Um episódio descontraído marcou a passagem do presidente Luiz Inácio Lula da Silva pela Casa Branca, em Washington, após o encontro com o presidente dos Estados Unidos, Donald Trump, realizado nesta quinta-feira. Ao ser questionado em inglês por um repórter da imprensa internacional, Lula reagiu com bom humor e comentou que esperar que ele entendesse o idioma era “demais”, arrancando risos e chamando a atenção dos presentes.

A cena leve ocorreu ao fim de uma reunião considerada relevante para a retomada do diálogo entre os dois países. O encontro entre Lula e Trump durou cerca de três horas e foi avaliado de forma positiva por representantes dos governos brasileiro e norte-americano. A expectativa inicial era de que os dois líderes participassem de uma declaração conjunta à imprensa no Salão Oval, mas essa etapa acabou sendo cancelada, sem maiores explicações oficiais, o que aumentou a curiosidade sobre os bastidores da conversa.

Mesmo sem o pronunciamento público conjunto, o teor do encontro foi destacado posteriormente. Donald Trump utilizou suas redes sociais para afirmar que a reunião foi produtiva e indicou que novos encontros entre os dois presidentes devem ocorrer. A mensagem foi interpretada como um sinal de disposição para manter o diálogo aberto e dar continuidade às tratativas iniciadas durante a visita. Lula, por sua vez, compartilhou imagens do encontro em seus canais oficiais, reforçando o caráter institucional da agenda e a importância atribuída à relação bilateral.

Após deixar a Casa Branca, o presidente brasileiro se reuniu com jornalistas na Embaixada do Brasil em Washington, onde detalhou os principais temas abordados ao longo da conversa com Trump. Segundo Lula, um dos focos centrais foi a ampliação de parcerias estratégicas entre Brasil e Estados Unidos, com destaque para minerais críticos e terras raras, considerados insumos essenciais para setores como tecnologia, defesa e transição energética. O presidente ressaltou que esses recursos ganham cada vez mais relevância no cenário internacional e podem abrir novas frentes de cooperação entre os dois países.

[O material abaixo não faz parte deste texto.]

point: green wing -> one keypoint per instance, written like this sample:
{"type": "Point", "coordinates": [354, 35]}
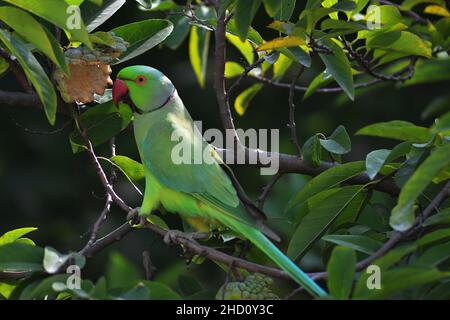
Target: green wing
{"type": "Point", "coordinates": [204, 180]}
{"type": "Point", "coordinates": [192, 175]}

Além das questões econômicas, o diálogo incluiu assuntos sensíveis da política internacional. Lula afirmou que foram discutidas a situação política em Cuba e no Irã, dentro de um contexto mais amplo de avaliação do cenário geopolítico global. De acordo com o presidente, houve troca de impressões sobre desafios internacionais e temas que exigem cautela diplomática, ainda que sem detalhar posições específicas assumidas por cada lado.

O presidente brasileiro também fez questão de esclarecer quais temas ficaram fora da pauta. Ele afirmou que não houve qualquer discussão sobre o sistema de pagamentos Pix, nem sobre a proposta defendida por setores dos Estados Unidos de classificar facções criminosas brasileiras como organizações terroristas. A explicação buscou evitar interpretações equivocadas e especulações sobre possíveis pressões ou acordos relacionados a esses assuntos.

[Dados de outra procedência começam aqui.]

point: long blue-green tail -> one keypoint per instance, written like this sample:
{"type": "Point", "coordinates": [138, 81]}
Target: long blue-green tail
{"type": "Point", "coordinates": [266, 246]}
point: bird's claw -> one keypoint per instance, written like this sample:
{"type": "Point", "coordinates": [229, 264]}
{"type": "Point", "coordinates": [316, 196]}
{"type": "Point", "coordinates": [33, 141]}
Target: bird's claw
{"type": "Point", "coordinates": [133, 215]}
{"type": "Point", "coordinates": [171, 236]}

O comentário bem-humorado sobre o inglês acabou se tornando um dos momentos mais comentados da visita, simbolizando um estilo mais informal de comunicação adotado por Lula em meio a uma agenda diplomática intensa. Apesar do tom leve em alguns momentos, o encontro foi marcado por conversas consideradas estratégicas para o futuro das relações entre Brasil e Estados Unidos. Com a sinalização de novos encontros e a disposição mútua para aprofundar o diálogo, a visita reforçou a reaproximação entre os dois governos e abriu espaço para avanços na cooperação bilateral nos próximos meses.